#1 2014-07-16 11:40:32

Bacchus
Member
Registered: 2014-07-16
Posts: 5

Bug in SynCrtSock: TWinHTTP.InternalReadData, string or bytearray

I am using the latest ("trunk") SynCrtSock in a Delphi 6 application (client requirement, don't ask..) to make a connection to a JBoss-webservice. Some of this works but when I receive deflated data (i.e. CompressDeflate is registered) this fails with a "-3" error code, this seems to mean "invalid compressed data".
Some research reveals that in this case the compressed data contains a null-character (ascii-value = 0) that terminates a string somewhere in the middle. It seems to me that is is incorrect to use the datatype string to contain possibly binary data. This should be some kind of a bytearray (as is returned by winhttpreaddata).
I have not yet confirmed that using a bytearray instead of string works but will report if it does. Since I'm working on it on my client's time, I will not be able to post the code for the fix because of possible copyright-infringement.

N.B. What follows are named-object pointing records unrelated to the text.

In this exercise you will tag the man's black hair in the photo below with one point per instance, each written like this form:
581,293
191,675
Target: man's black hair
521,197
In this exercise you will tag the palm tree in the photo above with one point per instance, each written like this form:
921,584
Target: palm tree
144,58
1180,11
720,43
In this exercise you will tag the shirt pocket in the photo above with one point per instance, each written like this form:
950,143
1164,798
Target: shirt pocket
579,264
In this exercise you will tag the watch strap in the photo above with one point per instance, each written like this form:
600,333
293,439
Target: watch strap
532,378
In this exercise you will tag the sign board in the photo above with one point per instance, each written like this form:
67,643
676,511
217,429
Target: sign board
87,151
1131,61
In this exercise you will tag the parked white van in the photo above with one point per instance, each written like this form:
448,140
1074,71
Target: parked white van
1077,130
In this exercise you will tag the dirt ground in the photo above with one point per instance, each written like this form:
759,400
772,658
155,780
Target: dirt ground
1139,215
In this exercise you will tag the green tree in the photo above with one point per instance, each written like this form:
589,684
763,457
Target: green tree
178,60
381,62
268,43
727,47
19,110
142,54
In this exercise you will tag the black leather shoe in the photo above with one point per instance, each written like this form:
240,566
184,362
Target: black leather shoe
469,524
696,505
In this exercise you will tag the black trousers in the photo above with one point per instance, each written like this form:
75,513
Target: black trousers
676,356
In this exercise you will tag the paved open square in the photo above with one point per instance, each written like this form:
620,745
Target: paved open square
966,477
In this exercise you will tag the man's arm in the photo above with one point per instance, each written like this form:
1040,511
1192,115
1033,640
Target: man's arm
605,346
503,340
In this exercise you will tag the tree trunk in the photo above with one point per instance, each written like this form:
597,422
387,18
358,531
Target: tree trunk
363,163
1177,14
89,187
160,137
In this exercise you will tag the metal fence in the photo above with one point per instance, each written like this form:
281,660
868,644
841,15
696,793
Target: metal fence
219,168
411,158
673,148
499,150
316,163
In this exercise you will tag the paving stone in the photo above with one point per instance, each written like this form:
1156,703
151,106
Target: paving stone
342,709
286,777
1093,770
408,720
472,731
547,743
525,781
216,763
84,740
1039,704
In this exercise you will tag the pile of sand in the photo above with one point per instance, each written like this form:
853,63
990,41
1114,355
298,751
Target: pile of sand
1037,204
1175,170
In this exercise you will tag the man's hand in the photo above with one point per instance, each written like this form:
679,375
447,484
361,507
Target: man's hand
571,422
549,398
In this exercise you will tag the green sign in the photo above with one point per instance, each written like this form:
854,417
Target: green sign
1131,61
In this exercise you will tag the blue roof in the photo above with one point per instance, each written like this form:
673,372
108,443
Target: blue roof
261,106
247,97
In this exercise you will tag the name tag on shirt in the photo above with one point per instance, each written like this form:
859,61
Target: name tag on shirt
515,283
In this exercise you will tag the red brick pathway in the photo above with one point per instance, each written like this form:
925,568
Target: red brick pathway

Last edited by Bacchus (2014-07-16 11:41:55)

Offline

#2 2014-07-16 12:52:40

ab
Administrator
From: France
Registered: 2010-06-21
Posts: 14,655
Website

Re: Bug in SynCrtSock: TWinHTTP.InternalReadData, string or bytearray

RawByteString just ignore any #0 in the middle of the string. It will use the string length stored as prefix.
I guess your issue is somewhere else.

We did not have problems with deflate here.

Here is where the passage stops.